The General Data Protection Regulation (GDPR) is a regulation by which the European Parliament, the Council of the European Union and the European Commission intend to strengthen and unify data protection for all individuals within the European Union (EU). It enforces laws based on a set of principles that businesses which handle personal data of EU citizens should follow.

These fundamental principles state that personal data should be:

• processed lawfully, fairly and in a transparent manner in relation to the data subject
• collected for specified, explicit and legitimate purposes and not further processed in a manner that is incompatible with those purposes
• adequate, relevant and limited to what is necessary in relation to the purposes for which they are processed
• accurate and, where necessary, kept up to date
• kept in a form which permits identification of data subjects for no longer than is necessary for the purposes for which the personal data are processed
• processed in a manner that ensures appropriate security of the personal data, including protection against unauthorised or unlawful processing and against accidental loss, destruction or damage, using appropriate technical or organisational measures

How is Groove preparing for GDPR?

Groove takes data privacy and security of our customers very seriously. We're commited to ensuring highest standards of data security - our compliance, data protection, and information security team is working to ensure all our services are ready for GDPR. We are reviewing our data processing activities, and assessing and prioritizing any changes that need to be made in advance of the GDPR. We intend to be GDPR compliant by the GDPR effective date, which is May 25th, 2018.
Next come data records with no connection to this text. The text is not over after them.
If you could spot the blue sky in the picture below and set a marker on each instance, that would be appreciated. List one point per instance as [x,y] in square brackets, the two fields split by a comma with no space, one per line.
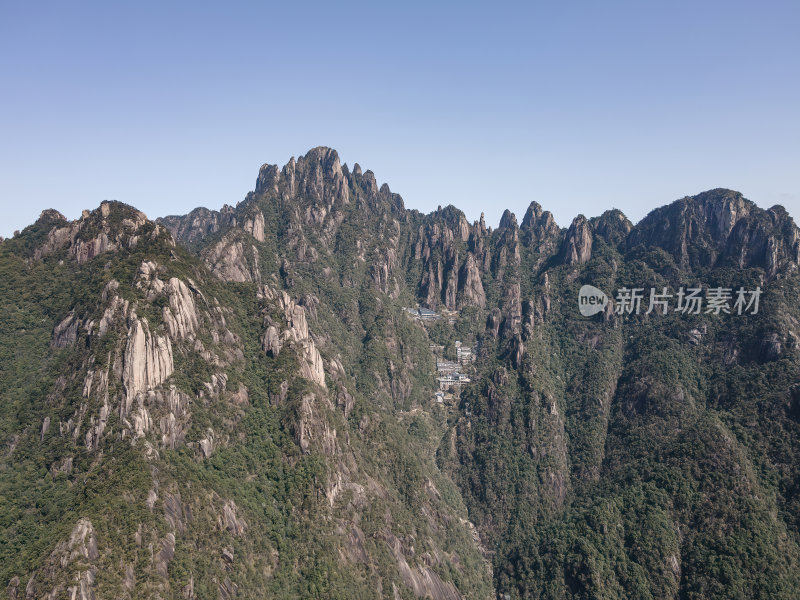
[579,106]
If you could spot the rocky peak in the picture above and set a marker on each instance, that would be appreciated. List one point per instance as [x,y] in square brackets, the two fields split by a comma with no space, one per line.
[577,246]
[613,226]
[721,225]
[538,227]
[109,228]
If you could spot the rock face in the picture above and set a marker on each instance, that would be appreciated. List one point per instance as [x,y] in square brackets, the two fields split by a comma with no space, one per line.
[111,227]
[147,359]
[232,260]
[471,287]
[577,246]
[199,223]
[254,225]
[295,333]
[722,227]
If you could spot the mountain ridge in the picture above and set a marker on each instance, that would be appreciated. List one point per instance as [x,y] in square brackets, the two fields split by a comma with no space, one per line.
[239,402]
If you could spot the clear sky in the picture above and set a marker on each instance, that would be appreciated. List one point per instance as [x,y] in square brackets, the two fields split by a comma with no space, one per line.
[581,106]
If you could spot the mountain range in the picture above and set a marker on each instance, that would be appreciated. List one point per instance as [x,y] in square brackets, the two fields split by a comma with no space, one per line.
[318,393]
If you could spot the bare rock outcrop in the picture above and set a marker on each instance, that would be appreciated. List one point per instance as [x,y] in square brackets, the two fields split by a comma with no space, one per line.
[232,260]
[111,227]
[295,332]
[577,247]
[147,359]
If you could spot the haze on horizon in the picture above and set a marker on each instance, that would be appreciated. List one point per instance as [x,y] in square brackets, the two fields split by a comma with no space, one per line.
[581,108]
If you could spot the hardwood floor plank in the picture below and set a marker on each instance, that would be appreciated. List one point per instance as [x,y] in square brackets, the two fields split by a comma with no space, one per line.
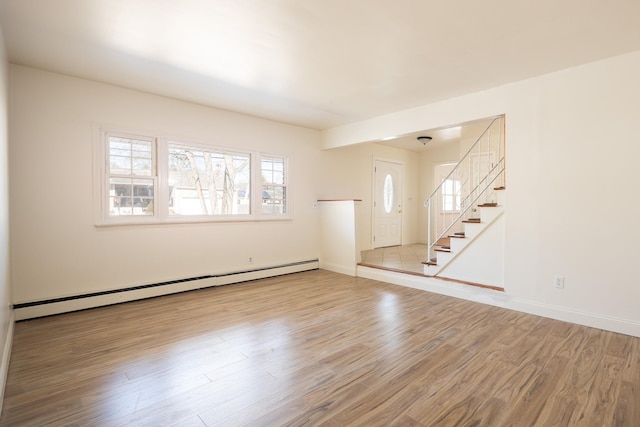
[322,349]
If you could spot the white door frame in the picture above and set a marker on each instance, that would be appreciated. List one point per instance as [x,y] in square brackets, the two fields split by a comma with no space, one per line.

Groove operates both as a controller and a processor, which means we are and will be implementing changes in both of these areas. Below you will find an outline of topics we are currently working on.

Breach Notification

We have security incident management policies and procedures in place which we are expanding to ensure they meet GDPR standards in terms of notification of appropriate regulatory institutions.

Right to be Forgotten

In line with GDPR's enforcement of the Right to being Forgotten, we're introducing internal procedures which will streamline this process. We will be also expanding our product features to automate these procedures.

Data Portability

We are investigating the scope of changes required to fulfill this requirement. Our customers enjoy full data portability using our API, which allows them to easily access their data in a portable way as well import data from other systems.

Consent

We will be introducing changes to the signup process and the Privacy Policy in order to align ourselves with GDPR's principle of fairness and transparency.

Security

We are reviewing our existing security procedures to see if they need to be amended to fulfill GDPR requirements. We are commited to ensuring the best security for our customers, which means choosing the best hosting providers and data storage solutions, including those having ISO 27001 and PCI Level 1 certifications. We ensure encryption of communication not only between you and our servers but also internally between parts of our application.

Cross-Border Data Transfer

We are looking into expanding our Privacy Policy with a Data Privacy Agreement for our EU customers which would include EU Model Clauses. We are working towards a certification under the EU-U.S. and Swiss-U.S. Privacy Shield frameworks.